I am reading Harold Innis’s Empire & Communications. Innis was suspicious of writing; he felt that in many ways an oral tradition is superior to a written one. This is illustrated best when he quotes Plato’s Phaedrus, in which Socrates comments on writing and explains how the god Amon criticized Thoth’s invention of writing:

this discovery of yours will create forgetfulness in the learners’ souls, because they will not use their memories; they will trust to the external written characters and not remember of themselves. The specific you have discovered is an aid not to memory, but to reminiscence, and you give your desciples not truth but only the semblance of truth; they will be hearers of many things and will have learned nothing; they will appear to be omniscient and will generally know nothing; they will be tiresome company, having the show of wisdom without the reality. . . . I cannot help feeling, Phaedrus, that writing is unfortunately like painting; for the creations of the painter have the attitude of life, and yet if you ask them a question, they preserve a solemn silence, and the same may be said of speeches.

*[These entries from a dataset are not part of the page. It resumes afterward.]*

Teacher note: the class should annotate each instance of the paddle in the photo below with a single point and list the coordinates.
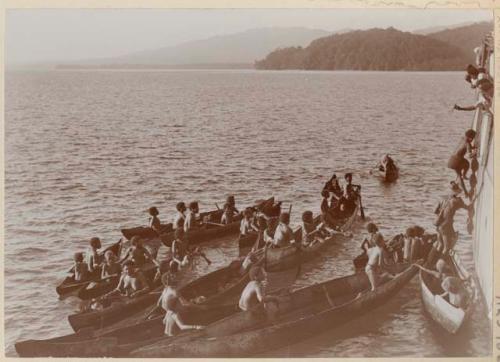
(213, 223)
(362, 211)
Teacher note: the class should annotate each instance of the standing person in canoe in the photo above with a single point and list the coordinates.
(154, 221)
(179, 250)
(458, 162)
(351, 194)
(111, 266)
(333, 187)
(283, 235)
(374, 267)
(247, 225)
(169, 292)
(189, 222)
(93, 259)
(132, 282)
(453, 287)
(253, 294)
(311, 234)
(180, 216)
(230, 210)
(138, 254)
(80, 268)
(445, 212)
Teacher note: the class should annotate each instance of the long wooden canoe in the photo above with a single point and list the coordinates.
(71, 287)
(136, 331)
(300, 315)
(247, 241)
(449, 317)
(206, 232)
(108, 343)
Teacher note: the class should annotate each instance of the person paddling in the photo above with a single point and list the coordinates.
(80, 268)
(452, 286)
(374, 267)
(253, 294)
(190, 220)
(132, 282)
(229, 211)
(93, 259)
(138, 254)
(154, 221)
(311, 233)
(111, 266)
(180, 216)
(445, 212)
(283, 235)
(333, 187)
(247, 225)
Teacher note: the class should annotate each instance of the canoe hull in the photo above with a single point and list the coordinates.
(268, 335)
(449, 317)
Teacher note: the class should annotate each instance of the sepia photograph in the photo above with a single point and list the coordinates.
(233, 183)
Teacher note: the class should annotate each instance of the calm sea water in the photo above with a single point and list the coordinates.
(88, 152)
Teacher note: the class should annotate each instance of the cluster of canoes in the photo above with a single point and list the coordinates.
(130, 324)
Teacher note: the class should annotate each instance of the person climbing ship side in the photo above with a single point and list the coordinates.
(458, 162)
(445, 212)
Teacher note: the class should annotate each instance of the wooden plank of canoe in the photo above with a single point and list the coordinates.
(248, 333)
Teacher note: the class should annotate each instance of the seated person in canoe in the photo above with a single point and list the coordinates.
(453, 288)
(374, 267)
(311, 233)
(80, 268)
(138, 254)
(110, 266)
(190, 221)
(132, 282)
(93, 258)
(283, 235)
(253, 294)
(247, 225)
(180, 216)
(229, 211)
(333, 187)
(173, 320)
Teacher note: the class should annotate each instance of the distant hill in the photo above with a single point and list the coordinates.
(465, 38)
(239, 48)
(374, 49)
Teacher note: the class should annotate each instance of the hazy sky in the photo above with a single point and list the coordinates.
(72, 34)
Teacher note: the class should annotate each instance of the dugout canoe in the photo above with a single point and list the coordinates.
(223, 284)
(108, 343)
(208, 231)
(248, 241)
(136, 331)
(299, 315)
(450, 317)
(99, 288)
(71, 287)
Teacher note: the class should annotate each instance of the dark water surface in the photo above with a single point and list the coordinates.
(89, 152)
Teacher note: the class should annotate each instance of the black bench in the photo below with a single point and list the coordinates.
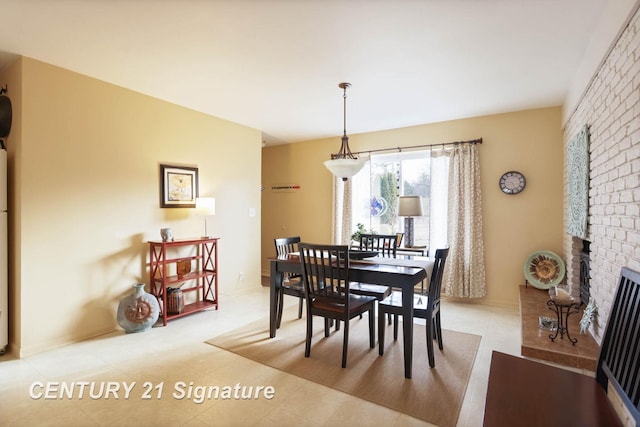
(526, 393)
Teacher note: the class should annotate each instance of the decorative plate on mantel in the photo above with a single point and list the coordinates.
(544, 269)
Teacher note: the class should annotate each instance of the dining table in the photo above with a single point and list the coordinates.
(402, 272)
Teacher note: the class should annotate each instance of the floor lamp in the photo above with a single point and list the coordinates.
(409, 206)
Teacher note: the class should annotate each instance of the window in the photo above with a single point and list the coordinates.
(375, 192)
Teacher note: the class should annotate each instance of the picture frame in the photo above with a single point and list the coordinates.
(178, 186)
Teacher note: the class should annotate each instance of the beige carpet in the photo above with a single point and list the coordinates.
(434, 395)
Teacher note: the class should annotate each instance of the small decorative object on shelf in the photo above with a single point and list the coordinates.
(175, 301)
(138, 311)
(183, 268)
(563, 304)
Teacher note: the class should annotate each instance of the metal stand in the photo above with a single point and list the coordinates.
(563, 310)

You would imagine that they had intelligence, but if you want to know anything and put a question to one of them, the speaker always gives one unvarying answer.

Socrates complaint is that writing is only a static simulation of life. Writing is the granddaddy of technologies, so it is appropriate that it be the first to be so accused. We find the same problems today with telephone answering machines and automated touch-tone systems. Television is used as a nanny to babysit children. We feel the Friends on TV are our friends, even though they are not real and would never recognize us if they were.

So how does this apply to blogs? Blogs are less bound by the permanence of the written word: in contrast to Plato’s static writings, blogs are part of an ongoing discussion, in which comments and references are linked to the original work. In fact, blogs often try to be less dynamic by selecting URLs which will not change and by annotating additions and deletions. But some of Plato’s criticisms still ring true: blogs often do seem like simulations of reality, and like television, they make us feel as though we know people when in fact we do not.

This made me think of another medium also lately on my mind, one which is more of a throwback to the oral traditions Innis extols: pen & paper role-playing games. In their narrative form, these are a form of collaborative open-ended story-telling. They leave no permanent record on paper, but rather are worked out and developed in the interplay and dialog between the players. Most such games focus on action and adventure, but a few of the rarer ones, such as Nobilis, revolve around philosophical questions, such as what is the nature of deceit and what makes one thing sharp and another dull.